Pollock eventually decided to rename it as Autumn Rhythm, which is how we continue to refer to it today.
Whilst you will naturally find clear similarities with other drip paintings like Convergence, Blue Poles, Lucifer or Number 18, this particular work was directly onto an unpainted canvas.
The use of an unprimed canvas meant that browns, blacks and whites formed the simpler colour balance found in this painting.
As with many Pollock paintings, the sheer size of Autumn Rhythm can give the viewer a feeling of being completely overwhelmed and absorbed into it. It is beyond a small rectangle on a wall, becoming a stretched canvases which fills your environment.
The production methods used by Pollock to create the Autumn Rhythm artwork was spontaneous, but not without control. This contrast was important to the artist and fundamental to the style of art of which he was so passionate.
Each Pollock drip painting was a recording of time, displaying those moments of activity as he attacked each canvas. There was no way of reproducing of copying an artwork - it is what it is, and will always remain that way.
An additional aspect to this style of painting is that equal prominence was placed across the whole artwork. When considering a Monet landscape or a Picasso portrait, there will be a clear focal point where the most detail will generally be found. Pollock spread his work evenly across each canvas, conserving interest and intrigue from corner to corner.
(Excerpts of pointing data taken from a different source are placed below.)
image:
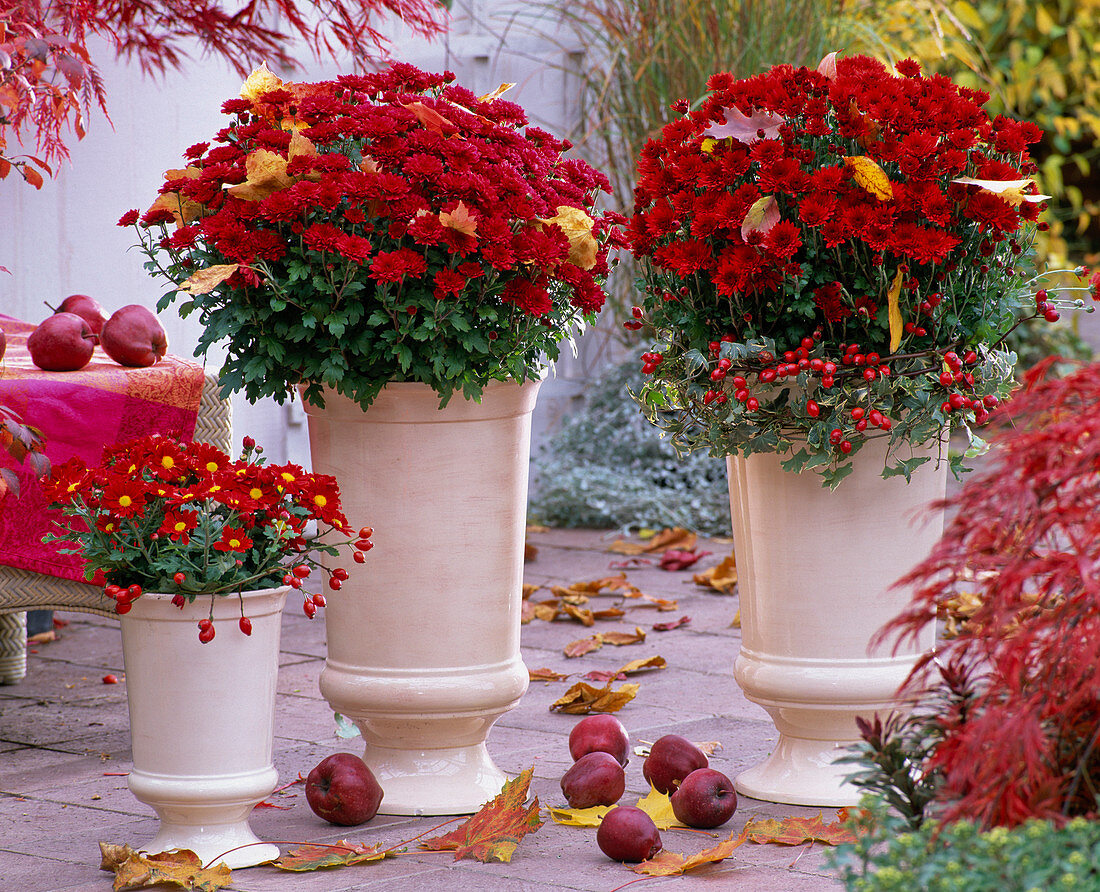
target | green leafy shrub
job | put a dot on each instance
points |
(1037, 855)
(608, 467)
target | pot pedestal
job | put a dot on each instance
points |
(424, 638)
(202, 719)
(816, 570)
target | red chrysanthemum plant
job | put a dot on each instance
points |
(377, 228)
(834, 255)
(161, 515)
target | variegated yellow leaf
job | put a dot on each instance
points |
(869, 176)
(894, 311)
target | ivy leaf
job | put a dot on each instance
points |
(496, 829)
(342, 854)
(182, 869)
(669, 863)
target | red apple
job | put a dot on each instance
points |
(705, 799)
(628, 834)
(87, 308)
(63, 342)
(134, 337)
(670, 760)
(594, 779)
(600, 733)
(342, 790)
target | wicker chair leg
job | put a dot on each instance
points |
(12, 648)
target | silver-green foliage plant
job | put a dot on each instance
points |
(608, 467)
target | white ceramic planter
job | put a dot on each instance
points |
(201, 720)
(815, 570)
(424, 638)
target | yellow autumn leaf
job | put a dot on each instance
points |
(761, 216)
(460, 220)
(265, 172)
(659, 807)
(897, 325)
(205, 281)
(1011, 190)
(260, 81)
(578, 228)
(869, 176)
(496, 94)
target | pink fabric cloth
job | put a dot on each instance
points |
(79, 413)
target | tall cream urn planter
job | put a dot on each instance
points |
(202, 720)
(816, 570)
(424, 640)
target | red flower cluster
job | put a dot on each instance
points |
(348, 201)
(842, 218)
(166, 516)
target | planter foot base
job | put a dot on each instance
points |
(210, 841)
(450, 781)
(802, 771)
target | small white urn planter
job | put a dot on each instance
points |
(201, 720)
(816, 570)
(424, 638)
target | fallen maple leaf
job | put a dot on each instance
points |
(318, 856)
(546, 675)
(795, 830)
(657, 805)
(722, 577)
(669, 863)
(675, 537)
(182, 868)
(583, 698)
(746, 129)
(675, 624)
(583, 646)
(495, 830)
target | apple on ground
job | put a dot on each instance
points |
(87, 308)
(704, 800)
(670, 760)
(628, 834)
(133, 337)
(62, 342)
(600, 733)
(342, 790)
(594, 779)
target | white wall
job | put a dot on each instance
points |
(63, 239)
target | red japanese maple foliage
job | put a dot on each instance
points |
(1019, 687)
(48, 81)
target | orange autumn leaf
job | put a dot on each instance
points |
(620, 638)
(670, 863)
(546, 675)
(431, 119)
(265, 174)
(795, 830)
(182, 869)
(721, 577)
(495, 830)
(205, 281)
(583, 698)
(869, 176)
(260, 81)
(342, 854)
(460, 220)
(578, 228)
(675, 537)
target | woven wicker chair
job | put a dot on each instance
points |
(21, 590)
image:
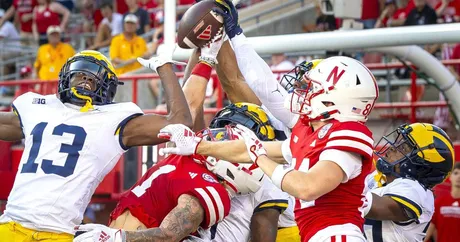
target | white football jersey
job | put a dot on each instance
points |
(67, 154)
(415, 199)
(236, 226)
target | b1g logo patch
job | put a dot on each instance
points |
(324, 130)
(209, 178)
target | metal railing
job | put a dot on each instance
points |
(263, 13)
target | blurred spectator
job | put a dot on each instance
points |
(24, 10)
(158, 34)
(47, 13)
(127, 46)
(52, 56)
(387, 14)
(445, 224)
(142, 15)
(9, 43)
(448, 11)
(5, 4)
(370, 13)
(149, 6)
(66, 3)
(323, 22)
(26, 73)
(280, 63)
(455, 55)
(422, 14)
(87, 10)
(111, 25)
(401, 13)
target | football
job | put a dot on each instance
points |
(199, 25)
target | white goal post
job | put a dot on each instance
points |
(399, 41)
In October 1950, in creating Autumn Rhythm, artist Pollock used his versatility as an artist to produce all manner of swirls and drips to cover his canvas. The terms given to his style, such as drip painting, would never get across the true mixture of techniques that he would use in order to complete this technique.
Abstract and non-representational, the title theme can be found through careful inspection. The painting captures the rhythm of nature, whilst his selection of colours link directly to the autumnal theme.
Jackson Pollock felt that even in non-representational work an artist would still produce identifiable forms, which were just part of his deeper conscious. It was something to be embraced and also would indicate more about the artist himself.
Whilst considered one of the most significant contributions from Pollock towards his drip technique, there has been considerable clamour from art galleries and museums to include the artwork within their exhibitions.
The likes of MoMA in New York as well as the Museum of Fine Arts in Boston are amongst the notable hosts of this famous painting since its inception in 1950.